As envolvidas também revelaram que recebiam R$ 10 por dia para alimentação. No entanto, o valor não seria constante e, em algumas ocasiões, elas precisavam “dar um jeito” para comer. As vítimas só poderiam fazer programas dentro da Dallas e seriam obrigadas a repassar parte da quantia recebida pelo serviço à gerente. Se estivessem cansadas ou, por outro motivo, não quisessem atender os clientes, seriam multadas em R$ 120. Naquela data, elas afirmaram estar com dívida de R$ 206 com a responsável.

As denunciantes afirmaram também terem sido instaladas câmeras e alarmes para monitorar as vítimas e as outras garotas de programa, com a finalidade de inibir a saída delas do estabelecimento. Quando conseguiam deixar o local, eram vigiadas e seguidas por pessoas ligadas à casa noturna.

Naquela noite, a mulher de 25 anos havia passado mal e foi assistida pela colega, 19, até a Unidade de Pronto Atendimento (UPA) Norte. No entanto, quando retornaram à boate, um funcionário disse que teriam que se apresentar à proprietária “para dar satisfação”. Para surpresa delas, chegaram ao quarto onde estavam alojadas e perceberam que todos os seus pertences e documentos pessoais não estavam lá. Ao questionarem o fato, foram informadas de que os materiais só seriam devolvidos quando elas quitassem as dívidas. Diante da situação, acionaram a PM.

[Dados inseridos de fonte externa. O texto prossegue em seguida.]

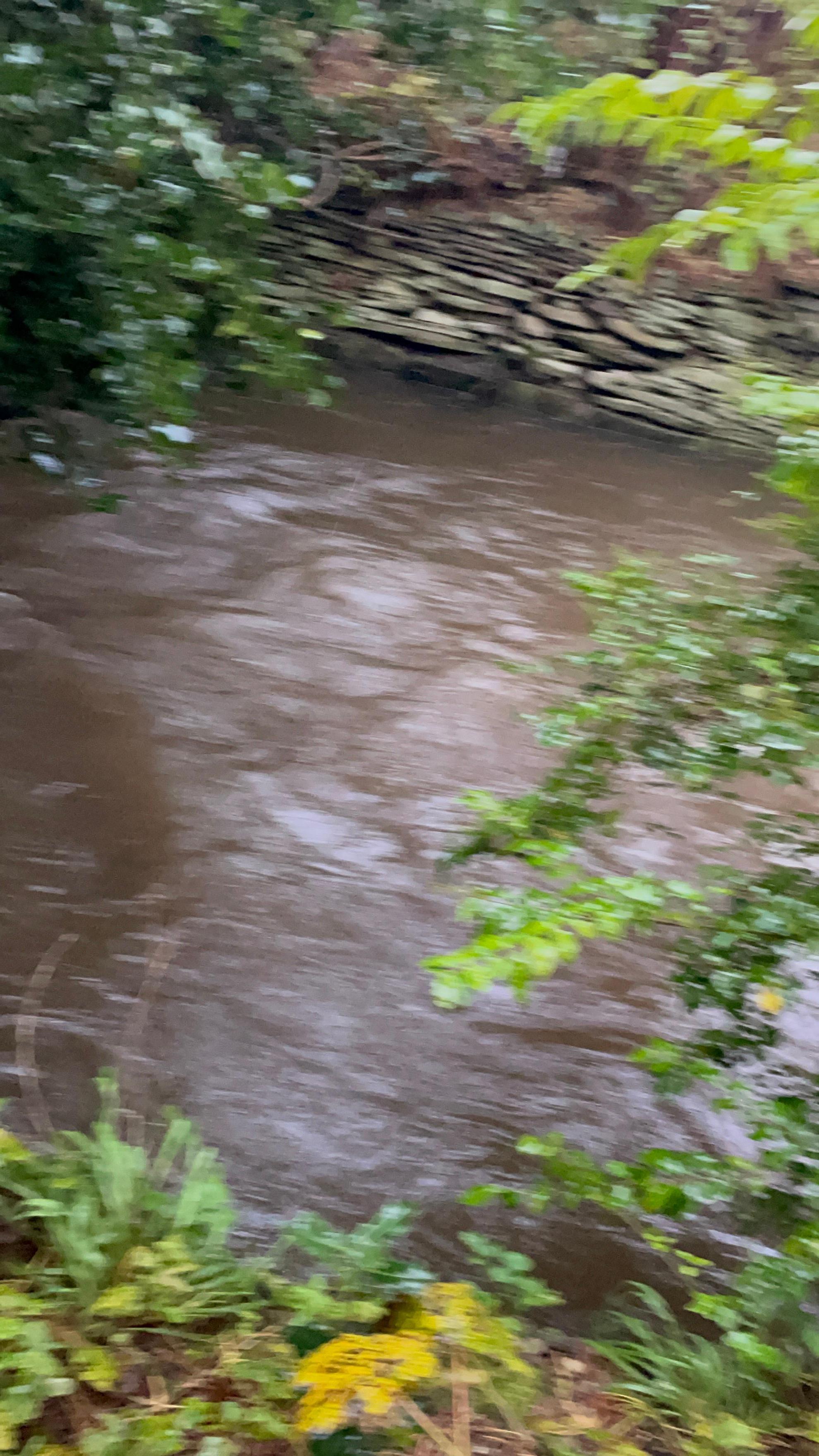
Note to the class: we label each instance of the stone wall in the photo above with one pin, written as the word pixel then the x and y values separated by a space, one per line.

Ainda conforme o boletim de ocorrência, durante o primeiro contato, a gerente teria dito aos militares do Tático Móvel que não devolveria os pertences das envolvidas. Logo depois, ela alegou não estar presente no momento em que as garotas retornaram do atendimento médico, mas confirmou ter conhecimento do ocorrido e ter se deparado com as vítimas já prestando queixa à polícia.
A responsável disse ainda à PM acreditar ser correto o procedimento de não devolver os materiais das mulheres e reafirmou que elas não poderiam entrar no estabelecimento porque estavam com dívidas referente à alimentação e ao consumo de bebidas. Apesar da declaração, ela garantiu não haver exploração sexual na casa noturna, alegando não ser permitido fazer programa nos quartos. Segundo a polícia, a gerente disse que, se as garotas cobravam por sexo, ela desconhecia.

Naquele dia, a mulher recebeu voz de prisão em flagrante. A Secretaria de Estado de Administração Prisional (Seap) confirmou que a suspeita está detida na Penitenciária Ariosvaldo Campos Pires desde o último dia 28.

Em nota, a assessoria da Prefeitura informou que “o estabelecimento foi interditado cautelarmente pela SAU e pela Vigilância Sanitária. A motivação da ação se deu pela falta de alvará de localização, informando todas as atividades exercidas na Casa; de condição higiênico-sanitário inadequada; e ausência de alvará sanitário.”

Ainda conforme a assessoria, a interdição teve como base o artigo 102 do Código de Posturas do Município. Segundo a norma, os estabelecimentos, eventos, equipamentos ou aparelhos de qualquer natureza poderão ser interditados, total ou parcialmente, pelo Poder Executivo. “A medida ocorrerá quando houver iminente risco à saúde, à segurança, à higiene e ao meio ambiente, independentemente de outros procedimentos devidamente comprovados, ou se o local não dispor de licença de funcionamento.”